I didn’t so much choose to return to OA as much as I was given a good hard (mental) shove in the right direction. I had slept for 24 hours after a 48 hour absence of sleep, plus a night shift at work. I’d finally dragged myself from bed, exhausted still and justified ordering out (again) because I had worked last night and I was tired and hungry and I bloody COULD. Except really, I was just lazy. So incredibly lazy. Of course, as usual for me, I followed up my unhealthy meal with chocolate and crisps. It wasn’t until later that night, as I lay in bed with a bellyache from over-eating (again) and started the new audiobook by Russell Brand that I realised something was going to change. I knew on a daily basis that something needed to change but I had, over time, perfected the art of dunking my head into the sand and lying to myself.
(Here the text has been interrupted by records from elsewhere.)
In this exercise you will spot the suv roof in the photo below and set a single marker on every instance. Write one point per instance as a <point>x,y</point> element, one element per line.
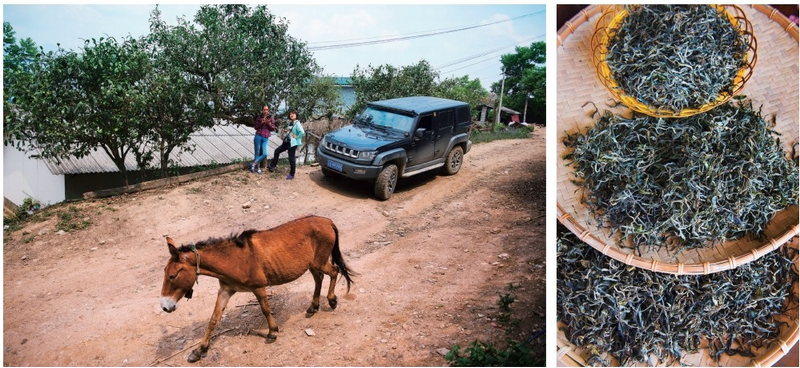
<point>417,104</point>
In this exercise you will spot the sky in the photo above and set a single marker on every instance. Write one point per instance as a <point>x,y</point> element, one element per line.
<point>494,30</point>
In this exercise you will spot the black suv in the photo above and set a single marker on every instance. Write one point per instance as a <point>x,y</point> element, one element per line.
<point>400,137</point>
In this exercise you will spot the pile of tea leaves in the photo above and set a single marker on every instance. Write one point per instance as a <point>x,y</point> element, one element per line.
<point>633,314</point>
<point>686,182</point>
<point>676,56</point>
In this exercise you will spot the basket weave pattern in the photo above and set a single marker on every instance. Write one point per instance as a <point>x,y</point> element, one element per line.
<point>773,87</point>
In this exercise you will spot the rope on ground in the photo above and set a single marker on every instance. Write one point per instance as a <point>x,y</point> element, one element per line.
<point>189,347</point>
<point>537,334</point>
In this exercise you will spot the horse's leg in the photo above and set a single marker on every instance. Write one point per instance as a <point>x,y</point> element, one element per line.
<point>261,295</point>
<point>317,288</point>
<point>223,296</point>
<point>331,270</point>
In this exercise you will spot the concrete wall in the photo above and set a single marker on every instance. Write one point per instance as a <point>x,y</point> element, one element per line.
<point>24,177</point>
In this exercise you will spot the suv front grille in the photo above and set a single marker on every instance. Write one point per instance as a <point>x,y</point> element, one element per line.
<point>341,150</point>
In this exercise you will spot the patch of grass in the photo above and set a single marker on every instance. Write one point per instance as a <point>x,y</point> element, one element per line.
<point>71,220</point>
<point>513,354</point>
<point>478,136</point>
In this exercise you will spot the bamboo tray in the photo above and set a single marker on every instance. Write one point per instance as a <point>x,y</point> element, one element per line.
<point>574,356</point>
<point>611,19</point>
<point>773,86</point>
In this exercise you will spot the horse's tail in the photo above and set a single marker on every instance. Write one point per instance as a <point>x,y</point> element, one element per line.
<point>336,257</point>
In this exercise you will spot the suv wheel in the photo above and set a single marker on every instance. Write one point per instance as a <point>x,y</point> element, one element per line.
<point>386,181</point>
<point>328,173</point>
<point>453,162</point>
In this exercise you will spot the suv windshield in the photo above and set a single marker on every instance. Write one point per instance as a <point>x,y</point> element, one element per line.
<point>381,118</point>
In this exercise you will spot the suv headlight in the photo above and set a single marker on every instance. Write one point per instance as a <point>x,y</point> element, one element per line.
<point>367,155</point>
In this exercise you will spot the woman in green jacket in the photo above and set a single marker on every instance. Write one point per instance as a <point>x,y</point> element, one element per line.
<point>292,139</point>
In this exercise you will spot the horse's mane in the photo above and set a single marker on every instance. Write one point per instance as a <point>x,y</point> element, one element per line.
<point>240,240</point>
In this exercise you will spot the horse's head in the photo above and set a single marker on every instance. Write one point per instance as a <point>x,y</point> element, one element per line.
<point>179,277</point>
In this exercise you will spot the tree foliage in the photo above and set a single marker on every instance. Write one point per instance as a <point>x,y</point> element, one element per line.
<point>241,57</point>
<point>387,81</point>
<point>145,97</point>
<point>75,103</point>
<point>527,77</point>
<point>462,89</point>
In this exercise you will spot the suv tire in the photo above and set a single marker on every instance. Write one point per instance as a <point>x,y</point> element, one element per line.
<point>328,173</point>
<point>386,182</point>
<point>454,160</point>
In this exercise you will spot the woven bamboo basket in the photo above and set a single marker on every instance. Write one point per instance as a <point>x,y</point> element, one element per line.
<point>773,86</point>
<point>609,22</point>
<point>574,356</point>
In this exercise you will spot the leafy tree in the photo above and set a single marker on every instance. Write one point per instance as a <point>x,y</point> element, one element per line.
<point>174,107</point>
<point>386,81</point>
<point>527,78</point>
<point>241,58</point>
<point>462,89</point>
<point>317,100</point>
<point>18,62</point>
<point>75,103</point>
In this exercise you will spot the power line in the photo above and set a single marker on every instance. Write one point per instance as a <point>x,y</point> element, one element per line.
<point>473,57</point>
<point>374,41</point>
<point>483,53</point>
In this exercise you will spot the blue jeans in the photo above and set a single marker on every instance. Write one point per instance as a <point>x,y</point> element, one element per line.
<point>260,148</point>
<point>285,146</point>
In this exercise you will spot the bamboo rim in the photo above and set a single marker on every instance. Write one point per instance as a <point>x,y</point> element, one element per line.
<point>784,226</point>
<point>612,18</point>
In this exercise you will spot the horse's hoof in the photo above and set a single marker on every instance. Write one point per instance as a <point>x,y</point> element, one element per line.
<point>195,356</point>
I was perfectly fine after all. Sure, I couldn’t climb a flight of stairs without my knees aching and having the breath of an 80 year old asthmatic. I couldn’t fit a seatbelt in a car and I worried constantly that the wooden chair I used in work would someday collapse under me. I was a diabetic in denial, had an underactive thyroid, suffered from depression and avoided my doctor like the plague because I hated being scolded. I was 31 years old, living the life of an elderly lady. But I was fine.
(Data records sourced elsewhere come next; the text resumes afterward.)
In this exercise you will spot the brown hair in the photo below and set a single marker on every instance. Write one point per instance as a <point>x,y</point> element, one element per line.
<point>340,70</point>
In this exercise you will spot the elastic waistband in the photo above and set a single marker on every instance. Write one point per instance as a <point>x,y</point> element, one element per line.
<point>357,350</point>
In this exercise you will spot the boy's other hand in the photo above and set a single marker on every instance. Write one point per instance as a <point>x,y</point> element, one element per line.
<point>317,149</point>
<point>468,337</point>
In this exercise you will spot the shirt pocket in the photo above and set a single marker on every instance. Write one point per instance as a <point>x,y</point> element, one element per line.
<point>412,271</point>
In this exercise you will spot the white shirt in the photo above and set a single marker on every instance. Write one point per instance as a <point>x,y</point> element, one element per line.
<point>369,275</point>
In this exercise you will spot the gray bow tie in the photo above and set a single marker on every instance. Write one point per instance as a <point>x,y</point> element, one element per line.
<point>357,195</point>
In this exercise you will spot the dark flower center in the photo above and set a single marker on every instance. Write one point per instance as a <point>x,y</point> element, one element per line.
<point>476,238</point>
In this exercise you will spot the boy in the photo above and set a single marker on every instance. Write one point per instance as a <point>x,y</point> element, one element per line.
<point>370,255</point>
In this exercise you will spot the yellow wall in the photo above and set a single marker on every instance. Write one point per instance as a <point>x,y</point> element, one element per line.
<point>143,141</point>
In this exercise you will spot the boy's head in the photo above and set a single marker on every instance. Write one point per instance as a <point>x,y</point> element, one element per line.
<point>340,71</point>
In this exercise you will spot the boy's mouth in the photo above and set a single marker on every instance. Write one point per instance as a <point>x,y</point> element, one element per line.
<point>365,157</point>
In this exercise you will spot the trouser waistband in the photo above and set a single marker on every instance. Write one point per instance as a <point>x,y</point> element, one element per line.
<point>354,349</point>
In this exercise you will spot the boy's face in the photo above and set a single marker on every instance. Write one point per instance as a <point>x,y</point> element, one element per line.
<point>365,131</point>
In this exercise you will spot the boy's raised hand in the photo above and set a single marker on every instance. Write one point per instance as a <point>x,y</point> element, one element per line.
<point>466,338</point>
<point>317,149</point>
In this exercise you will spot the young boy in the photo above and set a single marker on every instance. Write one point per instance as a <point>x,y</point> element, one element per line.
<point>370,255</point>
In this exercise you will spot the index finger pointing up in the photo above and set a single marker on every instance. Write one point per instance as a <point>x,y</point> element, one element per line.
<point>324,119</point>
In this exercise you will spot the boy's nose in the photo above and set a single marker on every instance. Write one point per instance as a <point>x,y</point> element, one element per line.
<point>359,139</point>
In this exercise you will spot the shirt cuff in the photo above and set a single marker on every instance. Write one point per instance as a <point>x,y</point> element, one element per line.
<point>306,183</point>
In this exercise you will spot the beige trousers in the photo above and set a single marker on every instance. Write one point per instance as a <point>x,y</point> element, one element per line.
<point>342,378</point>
The Russell Brand book was an accident. I had assumed it was a biographical book on his own recovery and I had bought it thinking it could provide some insight into addiction – a problem I face regularly in work. I had read some articles written by Brand in the past and I know he tends to be a controversial figure but I rather like the man. So I grabbed the audiobook when it popped up on my recommended reading list. Now, I had recognised my own addiction a year earlier but recognition isn’t always followed by action. I had read books on food addiction, attended my local OA meeting and I think I even achieved 3 weeks abstinence. But then something happened and I was back to being just ‘fine’ again. Really, I hadn’t even thought about OA in months. But I lay in bed nauseous and uncomfortable and realised that the book wasn’t a biography. No, it was a guide through the 12 step program. And I realised I was going to follow this program into recovery. Because I was not fine. I was ill, tired, I hated my body and I was desperate. I wasn’t ready. I was desperate.

Ironically, as I listened to Brand set out his own version of the twelve step program and I was certain that it was time and I was going to recover, I also panicked and ate 5 bars of chocolate, a packet of crisps and drank a litre of diet coke. Because that’s how I roll (heh-heh). I had the voice in my head telling me I couldn’t really make OA tonight and I should wait for next week and I can already feel the cravings for sugar and fat starting up. But I made the meeting. And I just gotta through the next moment, right?

So here I am, at the start of this pretty freaking terrifying journey. I weight 27 stone or 378lbs. I am 31 years old (at least for another month). Let’s see how this thing goes.